People have expressed some concerns to me about trade receivables. My 2 cents is that trade receivables is not a concern if they are able to collect cash in 100 days. Sure, payments are delayed but eventually as long as accounting profits are converting into operating cash flow, we probably do not need to monitor whether all of sales were converted into collections inside of the FY or whether it created short term trade receivables assets. The only 2 metrics which should matter imo are:
- Write offs/impairments against the receivables.
- Conversion of accounting profits (earnings) into operating cash flow.
A ballooning trade receivables position by itself is not necessarily bad imo. It could definitely reflect aggressive terms with clients to gain market share. Absolutely nothing wrong with that imo. The only key monitorable is whether they are eventually collecting the trade receivables or not. And they are, as of right now. If they are unable to, then that would be a red flag for me.

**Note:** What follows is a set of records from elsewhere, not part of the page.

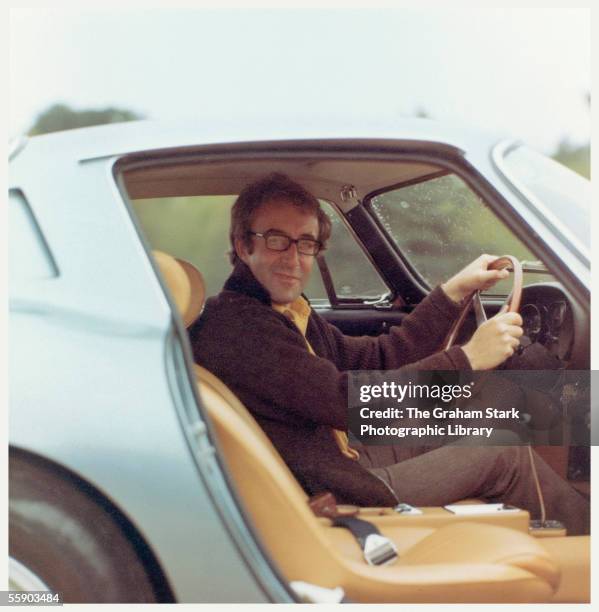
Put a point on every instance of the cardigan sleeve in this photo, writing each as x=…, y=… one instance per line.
x=417, y=341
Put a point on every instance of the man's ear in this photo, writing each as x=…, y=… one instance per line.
x=241, y=249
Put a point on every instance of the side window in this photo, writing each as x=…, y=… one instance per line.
x=28, y=254
x=197, y=229
x=441, y=225
x=193, y=228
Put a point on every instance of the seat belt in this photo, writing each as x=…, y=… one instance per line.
x=377, y=549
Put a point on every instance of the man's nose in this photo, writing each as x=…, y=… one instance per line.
x=291, y=254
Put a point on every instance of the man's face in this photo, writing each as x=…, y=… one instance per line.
x=283, y=274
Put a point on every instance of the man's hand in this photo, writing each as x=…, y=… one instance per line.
x=474, y=276
x=494, y=341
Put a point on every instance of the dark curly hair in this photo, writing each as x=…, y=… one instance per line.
x=275, y=186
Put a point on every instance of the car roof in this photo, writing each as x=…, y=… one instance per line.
x=137, y=136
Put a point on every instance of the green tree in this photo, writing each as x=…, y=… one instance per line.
x=61, y=117
x=577, y=158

Here is some data to back KEI’s position on both metrics:
Attribute/Company | KEI | Finolex | Polycab |
---|---|---|---|
Sales (in cr, FY20) | 4355 | 2370 | 7726 |
Receivables | 1365 | 202 | 1590 |
Receivable write-offs | 17.9 | 15.75 | 156 |
Writeoffs/Sales | 0.004 | 0.0066 | 0.02 |
Average Operating cash flow 5years (A) | 191.432 | 227.4 | 470.8 |
Average Earnings 5Year (B) | 147 | 330 | 405 |
Earning to Cash Flow Conversion (A/B) | 1.302 | 0.689 | 1.162 |
While KEI’s receivables are high, they are able to actually collect their receivables and also convert accounting earnings into operating cash flows.
Edit (16/11/2020):
Disc: Planning to move out of this investment because I found a better use for my capital. Full Update on PF thread.